5:04 p.m.
On 7/19/22 00:21, Robin Lee Powell wrote:
remap them to UID 93.
Oof, this is really tough. I'm really surprised the UID is hard-coded
like that. Are you seriously locked into using exim?
(I'm guessing yes).
On 7/19/22 00:21, Robin Lee Powell wrote:
Because I'm running rootless, all those files are owned by UID
1000,
as you'd expect. I also run with --userns=keep-id, because, well,
that seems cleanest and most secure?
I'm thinking this might be your way out. If the containers were running
as root on the host, there would be a security benefit to non-root
container users. However, since you're running rootless, you're really
not gaining anything at all (besides maybe frustration).
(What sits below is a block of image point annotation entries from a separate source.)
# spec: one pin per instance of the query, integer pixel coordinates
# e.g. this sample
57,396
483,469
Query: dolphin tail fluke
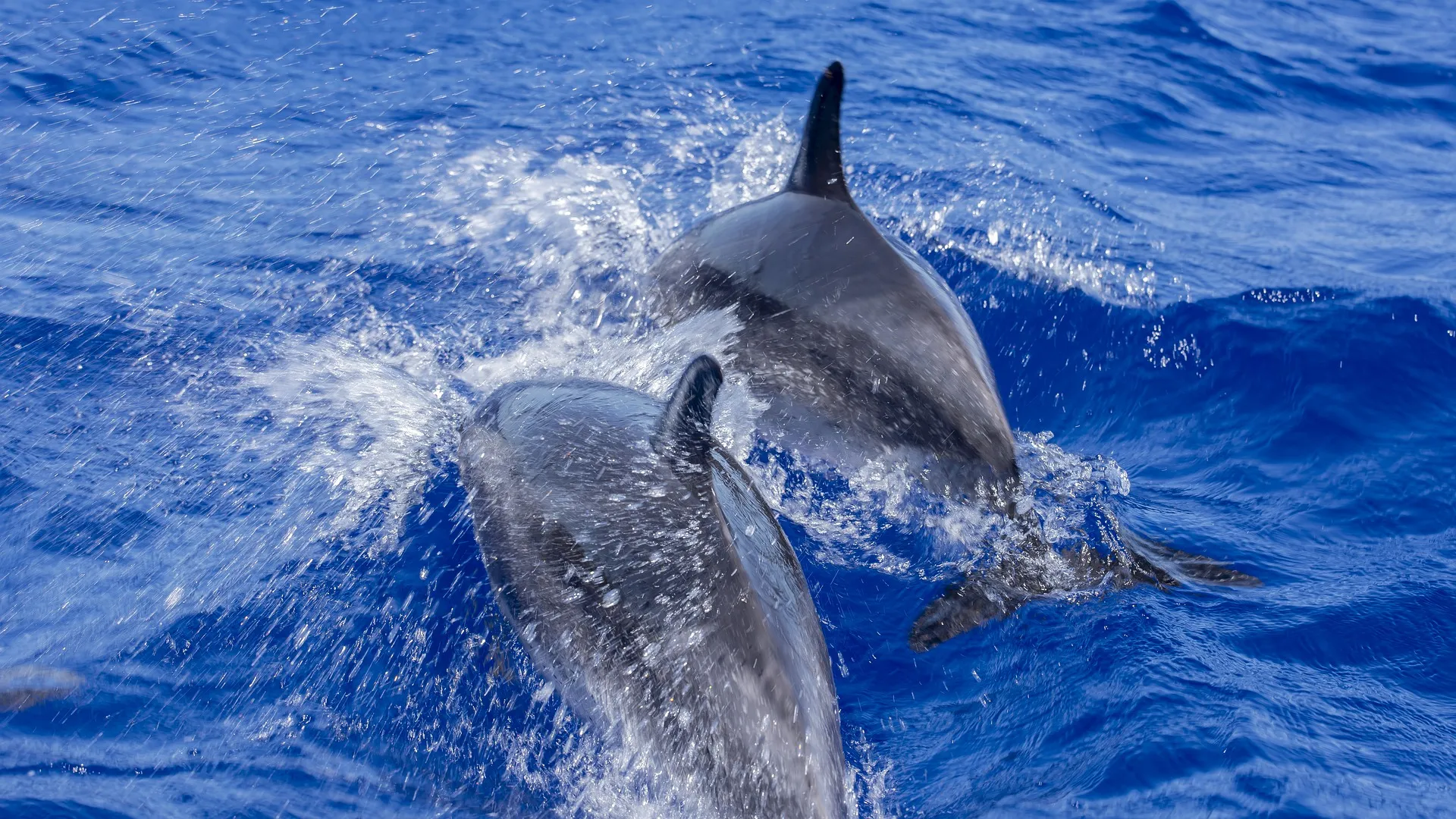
962,608
819,169
686,426
1165,566
983,598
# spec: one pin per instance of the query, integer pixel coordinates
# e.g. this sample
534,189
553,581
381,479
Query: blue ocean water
258,259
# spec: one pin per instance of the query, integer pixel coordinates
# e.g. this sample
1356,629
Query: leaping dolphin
651,582
858,328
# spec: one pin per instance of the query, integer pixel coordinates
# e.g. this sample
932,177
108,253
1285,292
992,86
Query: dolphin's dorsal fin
686,426
820,169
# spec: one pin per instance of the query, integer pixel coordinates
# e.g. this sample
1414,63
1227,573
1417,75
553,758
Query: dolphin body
856,328
651,582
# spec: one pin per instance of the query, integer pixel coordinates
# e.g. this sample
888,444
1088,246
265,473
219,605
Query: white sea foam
366,416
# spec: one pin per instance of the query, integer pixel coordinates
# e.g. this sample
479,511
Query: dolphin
854,327
654,586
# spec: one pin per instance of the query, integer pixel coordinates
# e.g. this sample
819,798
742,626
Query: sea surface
259,259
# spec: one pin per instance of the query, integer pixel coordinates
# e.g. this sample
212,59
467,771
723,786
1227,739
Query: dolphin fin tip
1187,566
962,608
819,168
686,425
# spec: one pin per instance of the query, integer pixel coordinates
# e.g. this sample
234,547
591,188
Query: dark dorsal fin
686,426
820,169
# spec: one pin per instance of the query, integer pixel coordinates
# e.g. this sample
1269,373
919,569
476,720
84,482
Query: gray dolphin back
854,328
840,321
650,580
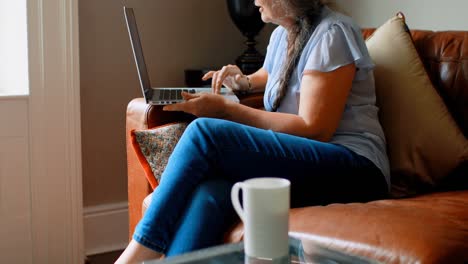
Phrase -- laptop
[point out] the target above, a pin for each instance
(159, 95)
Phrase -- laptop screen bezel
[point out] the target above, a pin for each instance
(138, 53)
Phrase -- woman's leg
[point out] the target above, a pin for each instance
(206, 219)
(320, 173)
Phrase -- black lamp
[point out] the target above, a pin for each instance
(247, 19)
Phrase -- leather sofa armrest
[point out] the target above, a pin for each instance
(142, 116)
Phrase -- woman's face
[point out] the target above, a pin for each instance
(275, 11)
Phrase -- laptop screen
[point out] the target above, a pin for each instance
(138, 53)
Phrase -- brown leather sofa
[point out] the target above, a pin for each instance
(430, 227)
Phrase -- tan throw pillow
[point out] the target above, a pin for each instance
(424, 143)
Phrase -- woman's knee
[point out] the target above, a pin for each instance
(214, 194)
(208, 129)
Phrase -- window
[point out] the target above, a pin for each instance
(13, 49)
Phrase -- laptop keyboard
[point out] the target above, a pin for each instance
(173, 94)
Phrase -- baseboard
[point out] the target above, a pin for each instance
(106, 228)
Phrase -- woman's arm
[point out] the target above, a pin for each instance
(258, 80)
(323, 98)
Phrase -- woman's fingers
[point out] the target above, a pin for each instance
(181, 106)
(208, 75)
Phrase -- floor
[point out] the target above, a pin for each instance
(106, 258)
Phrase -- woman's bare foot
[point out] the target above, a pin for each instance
(137, 253)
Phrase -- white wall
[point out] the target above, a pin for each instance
(420, 14)
(13, 49)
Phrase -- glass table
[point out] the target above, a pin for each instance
(300, 251)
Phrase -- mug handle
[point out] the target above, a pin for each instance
(235, 199)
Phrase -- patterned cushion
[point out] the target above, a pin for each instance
(154, 146)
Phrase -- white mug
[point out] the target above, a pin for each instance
(265, 216)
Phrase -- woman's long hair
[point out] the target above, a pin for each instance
(307, 13)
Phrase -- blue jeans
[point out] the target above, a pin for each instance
(191, 207)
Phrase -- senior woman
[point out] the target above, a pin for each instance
(320, 130)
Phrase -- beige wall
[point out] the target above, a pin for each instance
(175, 35)
(420, 14)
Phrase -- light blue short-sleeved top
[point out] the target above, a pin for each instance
(336, 42)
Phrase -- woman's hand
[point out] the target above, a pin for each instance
(231, 76)
(201, 105)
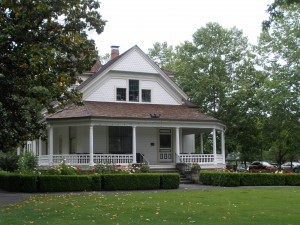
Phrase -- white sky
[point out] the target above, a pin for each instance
(145, 22)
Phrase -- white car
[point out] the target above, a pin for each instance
(293, 166)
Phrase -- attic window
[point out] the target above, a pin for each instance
(134, 90)
(146, 95)
(121, 94)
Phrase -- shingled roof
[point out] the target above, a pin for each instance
(114, 110)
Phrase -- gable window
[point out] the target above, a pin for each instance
(133, 90)
(146, 95)
(121, 94)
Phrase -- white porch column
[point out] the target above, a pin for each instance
(134, 144)
(40, 146)
(177, 145)
(201, 143)
(91, 150)
(215, 146)
(223, 144)
(50, 144)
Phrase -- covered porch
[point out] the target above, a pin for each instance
(93, 142)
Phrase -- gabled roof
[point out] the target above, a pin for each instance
(118, 60)
(131, 111)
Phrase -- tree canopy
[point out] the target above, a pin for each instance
(43, 47)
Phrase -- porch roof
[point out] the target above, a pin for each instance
(132, 111)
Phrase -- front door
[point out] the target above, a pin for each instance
(165, 146)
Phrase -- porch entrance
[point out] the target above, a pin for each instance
(165, 152)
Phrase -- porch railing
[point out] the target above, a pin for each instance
(200, 158)
(84, 159)
(113, 159)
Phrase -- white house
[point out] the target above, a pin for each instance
(132, 112)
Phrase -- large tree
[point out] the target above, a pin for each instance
(276, 10)
(279, 50)
(43, 47)
(217, 71)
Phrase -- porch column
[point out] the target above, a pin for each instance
(91, 145)
(134, 144)
(177, 145)
(50, 144)
(223, 145)
(201, 143)
(215, 146)
(40, 146)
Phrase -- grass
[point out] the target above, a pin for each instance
(260, 206)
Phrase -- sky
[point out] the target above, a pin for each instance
(145, 22)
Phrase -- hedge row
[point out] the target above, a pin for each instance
(105, 182)
(248, 179)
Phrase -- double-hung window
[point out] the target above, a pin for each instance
(121, 94)
(134, 90)
(146, 95)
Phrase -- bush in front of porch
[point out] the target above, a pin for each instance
(106, 182)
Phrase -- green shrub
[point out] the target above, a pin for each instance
(130, 181)
(262, 179)
(8, 161)
(169, 181)
(205, 178)
(56, 183)
(18, 183)
(27, 162)
(96, 182)
(292, 179)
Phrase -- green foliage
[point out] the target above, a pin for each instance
(27, 162)
(169, 181)
(44, 45)
(130, 169)
(130, 181)
(63, 169)
(8, 161)
(279, 54)
(18, 183)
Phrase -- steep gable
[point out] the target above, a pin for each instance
(135, 62)
(117, 74)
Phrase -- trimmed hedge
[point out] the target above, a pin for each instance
(17, 182)
(248, 179)
(169, 181)
(106, 182)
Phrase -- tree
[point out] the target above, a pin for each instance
(279, 51)
(217, 71)
(43, 47)
(275, 10)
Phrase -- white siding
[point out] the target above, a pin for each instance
(63, 134)
(134, 62)
(100, 139)
(188, 143)
(82, 139)
(106, 92)
(146, 136)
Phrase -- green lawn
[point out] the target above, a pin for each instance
(261, 206)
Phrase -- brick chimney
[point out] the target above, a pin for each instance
(114, 51)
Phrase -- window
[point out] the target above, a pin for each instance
(133, 90)
(121, 94)
(146, 95)
(120, 140)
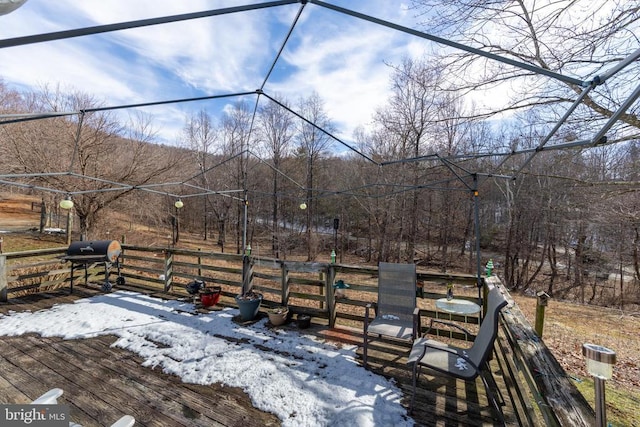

So, since you're hard-coded into uid 93 for exim, can you rearrange all
your non-exim containers to run as root (still rootless on the host) but
retain access the volume data that's needed?
Another idea is to have all your non-exim containers run with
`--userns:container:<Exim Container>` to help coordinate access to your
volume data. That should also reduce the amount of fiddling you need to
do with UIDs/GIDs. Everything can simply be locked into whatever is
setup in the exim container.
HTH
--
Chris Evich (he/him), RHCA III
Senior Quality Assurance Engineer
My personal robot overlord told me to include this signature line.